Cape Town, South Africa

I’m lucky enough to have some great friends. One of these great friends is Georgina, who conveniently happens to work for Virgin Atlantic. When she offered Andy and I the chance to visit Cape Town with her, we jumped at the chance, and found the city to be a wonderful, vibrant place.

We rented an apartment which looked over the Green Point stadium and the bay beyond. The place was stunning, with a private pool in a beautiful garden which was regularly visited by a friendly pair of ibis.


Georgina is far more athletic than both Andy and I and, before leaving, had talked us into climbing Table Mountain. So on a clear Tuesday morning we left the apartment early and drove to the foot of the mountain. As seasoned mountain climbers, Andy was wearing chinos while I opted for the classic pair of black jeans.

We knew it was going to be about three or four hours of climbing, but as the sun rose higher in the sky, and the temperature moved closer to 30°, we realised we may have underestimated the mountain. Less than an hour into our climb, the heat of the ground had melted the glue holding Andy’s shoes together, and despite Georgina’s best efforts to tie them back together, we had to stop every hundred yards or so to put fragments of the shoes into someone’s bag. Andy would have to make do with no soles on his boots for most of the climb.

Back in the UK, Georgina had sent over a list of climbing essentials, which both Andy and I had skim-read then completely ignored. We both knew we had to bring a rucksack, but had neglected to fill it with anything other than a small bottle of water and a pack of jelly babies. After another hour of climbing, we stopped in the shade of a thirsty tree, looking up at the looming mountain above us and wondering whether this was such a wise idea after all. As we sat there, a whirring sound above us announced another air conditioned cable car ferrying tourists to the peak in mere seconds.


With every corner and every minute the peak seemed to be even further away. By now the temperature was pushing 40°, our breaks were becoming increasingly frequent, and our water supplies started to run low. We sat together on a rocky outcrop, looking at the distant city, and reckoned that now was probably a good time to crack open the jelly babies. I maintain to this day that they saved our lives.

We studied the map further and decided to push on up the mountain; all that stood between us and the top of the mountain was Platteklip Gorge.

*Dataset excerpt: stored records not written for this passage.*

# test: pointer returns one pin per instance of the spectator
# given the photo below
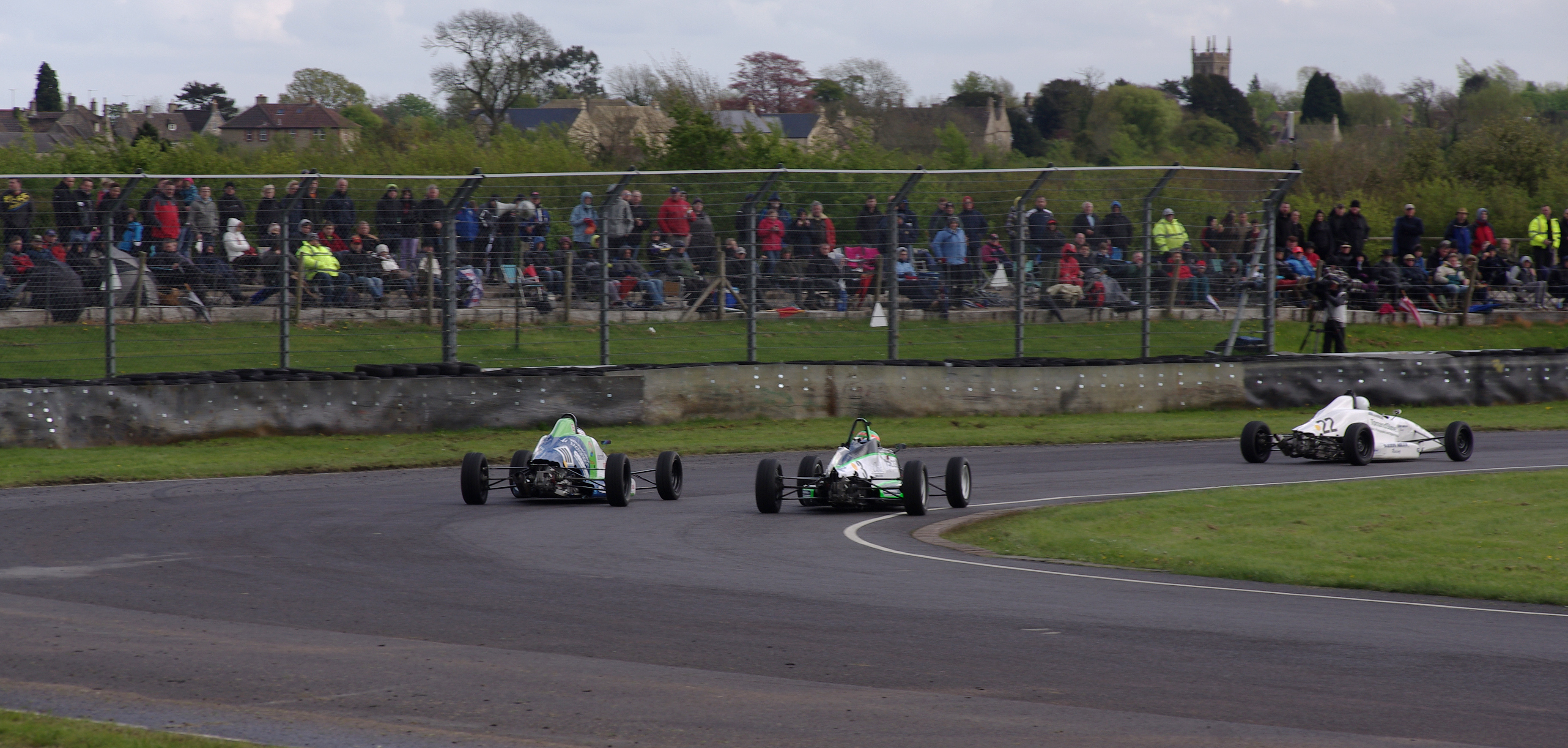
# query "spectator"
(16, 207)
(66, 218)
(770, 234)
(1118, 229)
(871, 225)
(339, 209)
(585, 222)
(974, 225)
(1086, 223)
(1530, 281)
(1171, 234)
(1409, 231)
(618, 220)
(201, 217)
(269, 209)
(230, 205)
(675, 217)
(1354, 228)
(1459, 233)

As we scrambled through the rocky crevice, exhausted and weary, we realised the track was beginning to level. A few minutes later, with an immense feeling pride, and not a small amount of relief, we emerged onto the top of Table Mountain. We stood a while, in awe of the incredible views of Cape Town. Needless to say, we took the cable car down. We’re not idiots.


That evening, we went to Mama Africa, a restaurant specialising in food made with local meats. We all had a dish which we have since labelled the ‘safari platter’, which was a mixed grill of springbok, crocodile, warthog, kudu, ostrich and a few other African animals.

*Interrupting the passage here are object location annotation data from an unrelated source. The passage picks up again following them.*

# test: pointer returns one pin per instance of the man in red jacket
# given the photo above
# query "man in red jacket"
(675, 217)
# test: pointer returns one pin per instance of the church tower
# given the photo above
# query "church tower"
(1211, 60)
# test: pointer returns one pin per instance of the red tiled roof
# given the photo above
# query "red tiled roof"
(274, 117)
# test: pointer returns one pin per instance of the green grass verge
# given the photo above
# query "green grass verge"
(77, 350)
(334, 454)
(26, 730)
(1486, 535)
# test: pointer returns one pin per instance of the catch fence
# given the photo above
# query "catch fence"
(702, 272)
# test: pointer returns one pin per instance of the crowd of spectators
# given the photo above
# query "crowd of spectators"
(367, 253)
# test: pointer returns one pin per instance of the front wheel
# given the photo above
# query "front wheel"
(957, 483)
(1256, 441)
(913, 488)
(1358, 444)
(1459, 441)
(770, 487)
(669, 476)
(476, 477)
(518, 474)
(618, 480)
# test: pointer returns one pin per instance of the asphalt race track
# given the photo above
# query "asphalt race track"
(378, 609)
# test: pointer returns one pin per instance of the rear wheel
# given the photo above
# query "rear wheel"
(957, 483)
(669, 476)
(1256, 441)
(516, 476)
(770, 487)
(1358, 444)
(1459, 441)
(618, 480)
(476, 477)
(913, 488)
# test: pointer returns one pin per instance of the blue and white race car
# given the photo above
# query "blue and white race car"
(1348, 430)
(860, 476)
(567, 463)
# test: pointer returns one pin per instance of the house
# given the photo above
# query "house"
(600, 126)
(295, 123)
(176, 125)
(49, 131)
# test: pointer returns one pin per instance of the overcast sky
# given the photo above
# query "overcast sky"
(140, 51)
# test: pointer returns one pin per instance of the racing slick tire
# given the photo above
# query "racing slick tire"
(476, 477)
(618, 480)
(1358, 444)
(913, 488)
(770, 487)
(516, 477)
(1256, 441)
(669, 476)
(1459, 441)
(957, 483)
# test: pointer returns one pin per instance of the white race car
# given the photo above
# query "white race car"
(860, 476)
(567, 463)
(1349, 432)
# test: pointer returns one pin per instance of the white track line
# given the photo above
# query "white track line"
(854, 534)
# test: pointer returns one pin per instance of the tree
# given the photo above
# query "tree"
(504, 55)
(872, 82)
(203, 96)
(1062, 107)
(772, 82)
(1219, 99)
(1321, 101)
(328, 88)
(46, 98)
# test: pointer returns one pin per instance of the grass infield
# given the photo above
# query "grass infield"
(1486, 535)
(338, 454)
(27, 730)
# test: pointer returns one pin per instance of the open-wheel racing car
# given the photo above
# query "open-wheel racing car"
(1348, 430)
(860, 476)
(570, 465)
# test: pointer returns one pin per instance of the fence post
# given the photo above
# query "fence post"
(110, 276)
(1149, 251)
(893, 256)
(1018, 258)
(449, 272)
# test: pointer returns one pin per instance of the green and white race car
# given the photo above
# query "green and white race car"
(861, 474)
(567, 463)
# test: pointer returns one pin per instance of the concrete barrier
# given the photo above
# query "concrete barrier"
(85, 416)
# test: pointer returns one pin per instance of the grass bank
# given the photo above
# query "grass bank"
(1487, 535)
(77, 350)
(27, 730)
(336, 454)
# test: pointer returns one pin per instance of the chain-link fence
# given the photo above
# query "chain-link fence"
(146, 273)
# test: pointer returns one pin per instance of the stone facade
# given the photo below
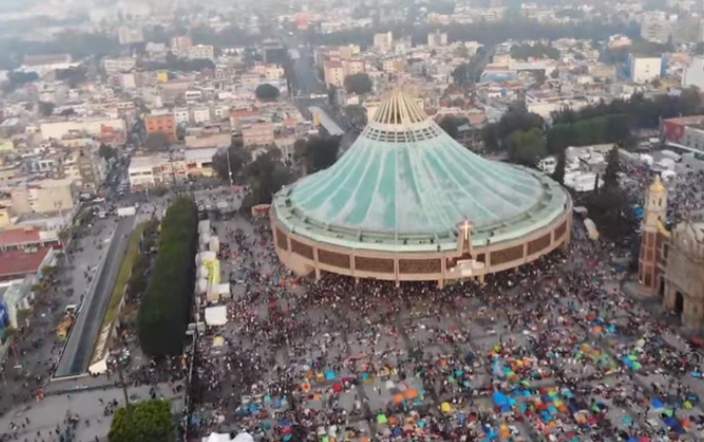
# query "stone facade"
(305, 256)
(671, 263)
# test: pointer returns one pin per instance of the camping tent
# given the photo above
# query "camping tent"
(224, 437)
(216, 315)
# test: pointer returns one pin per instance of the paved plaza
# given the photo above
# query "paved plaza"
(554, 351)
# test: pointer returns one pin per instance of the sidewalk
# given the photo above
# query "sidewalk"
(49, 414)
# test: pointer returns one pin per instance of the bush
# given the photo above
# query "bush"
(148, 421)
(165, 309)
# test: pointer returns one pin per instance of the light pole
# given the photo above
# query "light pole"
(229, 168)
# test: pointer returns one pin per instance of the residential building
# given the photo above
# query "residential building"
(27, 238)
(181, 45)
(128, 35)
(655, 27)
(383, 42)
(92, 168)
(437, 39)
(644, 69)
(258, 134)
(202, 52)
(43, 196)
(209, 136)
(114, 65)
(182, 115)
(97, 127)
(334, 74)
(693, 74)
(201, 115)
(161, 121)
(199, 162)
(44, 63)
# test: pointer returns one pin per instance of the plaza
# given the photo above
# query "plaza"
(555, 350)
(406, 202)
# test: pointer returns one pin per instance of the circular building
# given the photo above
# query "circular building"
(406, 202)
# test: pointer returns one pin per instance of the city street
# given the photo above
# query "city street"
(32, 361)
(40, 420)
(79, 348)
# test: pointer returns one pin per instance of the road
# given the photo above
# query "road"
(79, 348)
(49, 414)
(307, 81)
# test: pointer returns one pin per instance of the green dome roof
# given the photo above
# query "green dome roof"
(404, 181)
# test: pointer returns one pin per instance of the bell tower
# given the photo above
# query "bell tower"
(653, 236)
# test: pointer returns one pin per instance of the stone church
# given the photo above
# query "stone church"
(671, 261)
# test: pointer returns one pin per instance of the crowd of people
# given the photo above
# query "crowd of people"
(554, 350)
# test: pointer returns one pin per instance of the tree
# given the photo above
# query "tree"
(46, 108)
(156, 141)
(267, 92)
(613, 167)
(359, 84)
(16, 79)
(165, 309)
(147, 421)
(451, 125)
(527, 147)
(266, 177)
(460, 75)
(106, 152)
(559, 174)
(612, 213)
(517, 118)
(239, 158)
(357, 115)
(320, 153)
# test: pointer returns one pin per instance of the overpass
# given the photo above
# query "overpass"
(321, 118)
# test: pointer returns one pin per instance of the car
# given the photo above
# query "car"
(696, 342)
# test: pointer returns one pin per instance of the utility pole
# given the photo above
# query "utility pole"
(122, 382)
(229, 169)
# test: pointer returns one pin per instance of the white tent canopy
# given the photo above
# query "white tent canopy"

As we sat there, doing our utmost to eat the cast of the Lion King, the waitress came over and cheerfully asked us how our day had been. We explained that we’d climbed Table Mountain, and she was incredulous: “even a native wouldn’t dream of doing that in this heat!”.

We stayed at: Airbnb (
We are at: Mama Africa (
We almost perished on: Table Mountain


3 thoughts on “Cape Town, South Africa

  1. This reminded me of the time when we dragged our heavy bag (no wheels) on the top of Graz castle to hear Therapy? play live, only to discover a funicular on top of it. Or when I walked the loooong Samaria gorge on Crete (yet it was downhill) with nothing but All Stars and a Greek almond-honey bar. It saved my life too. Lovely to follow your footsteps.